In the end, however, it is simply wrong to think that an advance in the
technology of death changes the central principle involved
in our understanding of the roots of war. As Rand puts it, "there is
something obscene in the attitude of those who regard horror as a matter of
numbers." Indeed, "it makes no difference to a man whether he is killed by a
nuclear bomb or a dynamite bomb or an old-fashioned club. Nor does the
number of other victims or the scale of the destruction make any difference
to him . . . If nuclear weapons are a dreadful threat and mankind cannot
afford war any longer, then mankind
cannot afford statism any longer .
. . if war is ever to be outlawed, it is the
use of force that
has to be outlawed" ("The Roots of War").

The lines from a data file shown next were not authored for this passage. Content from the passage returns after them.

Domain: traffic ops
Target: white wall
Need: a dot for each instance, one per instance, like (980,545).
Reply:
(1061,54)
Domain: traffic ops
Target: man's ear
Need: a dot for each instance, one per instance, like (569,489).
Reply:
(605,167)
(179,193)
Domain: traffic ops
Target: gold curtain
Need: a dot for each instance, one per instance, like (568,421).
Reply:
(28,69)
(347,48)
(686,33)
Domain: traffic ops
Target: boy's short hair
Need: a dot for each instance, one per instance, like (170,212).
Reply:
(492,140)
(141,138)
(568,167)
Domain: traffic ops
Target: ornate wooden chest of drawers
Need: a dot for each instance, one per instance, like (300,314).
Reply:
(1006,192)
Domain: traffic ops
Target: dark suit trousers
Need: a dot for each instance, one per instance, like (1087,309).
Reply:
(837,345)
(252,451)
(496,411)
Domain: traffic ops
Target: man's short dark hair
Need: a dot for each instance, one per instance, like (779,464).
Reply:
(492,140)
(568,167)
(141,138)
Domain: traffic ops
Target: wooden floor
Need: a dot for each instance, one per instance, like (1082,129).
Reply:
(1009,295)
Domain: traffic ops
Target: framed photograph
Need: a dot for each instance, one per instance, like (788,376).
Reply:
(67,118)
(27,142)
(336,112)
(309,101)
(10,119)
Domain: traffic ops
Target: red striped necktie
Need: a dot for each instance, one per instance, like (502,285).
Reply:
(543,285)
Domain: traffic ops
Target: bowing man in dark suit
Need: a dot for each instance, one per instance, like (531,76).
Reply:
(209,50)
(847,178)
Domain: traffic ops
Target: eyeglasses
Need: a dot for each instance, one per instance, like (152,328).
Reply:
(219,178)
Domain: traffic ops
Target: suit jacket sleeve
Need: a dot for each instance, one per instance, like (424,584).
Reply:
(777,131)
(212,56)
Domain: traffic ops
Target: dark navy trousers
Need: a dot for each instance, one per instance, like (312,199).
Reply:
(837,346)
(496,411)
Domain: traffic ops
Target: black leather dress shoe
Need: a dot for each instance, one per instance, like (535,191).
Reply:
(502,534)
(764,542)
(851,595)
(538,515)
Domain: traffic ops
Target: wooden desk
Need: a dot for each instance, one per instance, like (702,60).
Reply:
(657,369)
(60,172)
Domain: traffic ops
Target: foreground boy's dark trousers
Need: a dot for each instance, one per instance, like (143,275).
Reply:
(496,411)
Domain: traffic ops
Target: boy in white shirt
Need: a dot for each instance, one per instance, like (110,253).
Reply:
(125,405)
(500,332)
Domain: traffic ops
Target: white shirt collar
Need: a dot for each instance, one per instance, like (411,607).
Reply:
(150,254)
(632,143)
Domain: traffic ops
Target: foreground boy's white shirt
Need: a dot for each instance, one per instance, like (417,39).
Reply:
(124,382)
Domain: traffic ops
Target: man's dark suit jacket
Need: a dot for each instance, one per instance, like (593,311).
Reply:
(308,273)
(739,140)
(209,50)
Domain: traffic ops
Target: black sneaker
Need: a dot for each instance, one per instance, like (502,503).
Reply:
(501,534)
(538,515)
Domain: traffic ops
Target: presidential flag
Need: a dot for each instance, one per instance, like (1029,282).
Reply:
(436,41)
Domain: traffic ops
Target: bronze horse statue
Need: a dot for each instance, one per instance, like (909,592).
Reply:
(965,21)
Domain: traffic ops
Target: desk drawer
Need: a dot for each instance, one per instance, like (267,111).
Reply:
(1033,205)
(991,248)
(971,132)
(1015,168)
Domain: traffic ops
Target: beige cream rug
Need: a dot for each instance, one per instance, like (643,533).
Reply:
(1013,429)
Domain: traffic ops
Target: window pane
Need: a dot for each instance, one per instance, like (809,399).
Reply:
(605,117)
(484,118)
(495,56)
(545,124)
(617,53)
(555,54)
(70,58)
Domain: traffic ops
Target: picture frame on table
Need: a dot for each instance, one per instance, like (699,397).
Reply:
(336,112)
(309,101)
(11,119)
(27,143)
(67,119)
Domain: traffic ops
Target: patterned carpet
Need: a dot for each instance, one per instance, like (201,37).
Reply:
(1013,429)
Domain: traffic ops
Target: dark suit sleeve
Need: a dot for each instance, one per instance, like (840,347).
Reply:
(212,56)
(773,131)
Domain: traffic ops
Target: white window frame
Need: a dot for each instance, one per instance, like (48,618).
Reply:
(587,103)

A military battle of any scope is like a "political battle"-"merely a
skirmish fought with muskets"; for Rand, "a philosophical battle is a
nuclear war"-and only rational ideas will
ultimately win it ("'What Can One Do?'").
Conclusion
The Middle East is a region with many oppressive, theocratic regimes at war
with human life, human liberty, and human justice. But even when the U.S.
government retaliates appropriately against those who act out their jihad-ic
desires, it cannot hope to transform that
region's despotism by creating, necessarily, a garrison state at home to
support a colonial occupation abroad. Destroying American liberties in order
to "liberate" the few remaining "savages" who survive the nuclear winter is
not a prescription for peace, "homeland security," or freedom. Unless one
wants the New Fascism to look a lot like the old one.
Those who think that the interventionist power of the state will wither
away, after it has built a mighty colonial fortress, atop deficits and debt,
rising taxes and the threat of conscription, are suffering from a Marxist
delusion. Objectivists are neither Marxists nor conservatives.
Objectivists are radicals. And it is only by reclaiming Rand's radical
legacy that we can begin to understand this global crisis as a means to
overturn the irrationality and statism that breed it.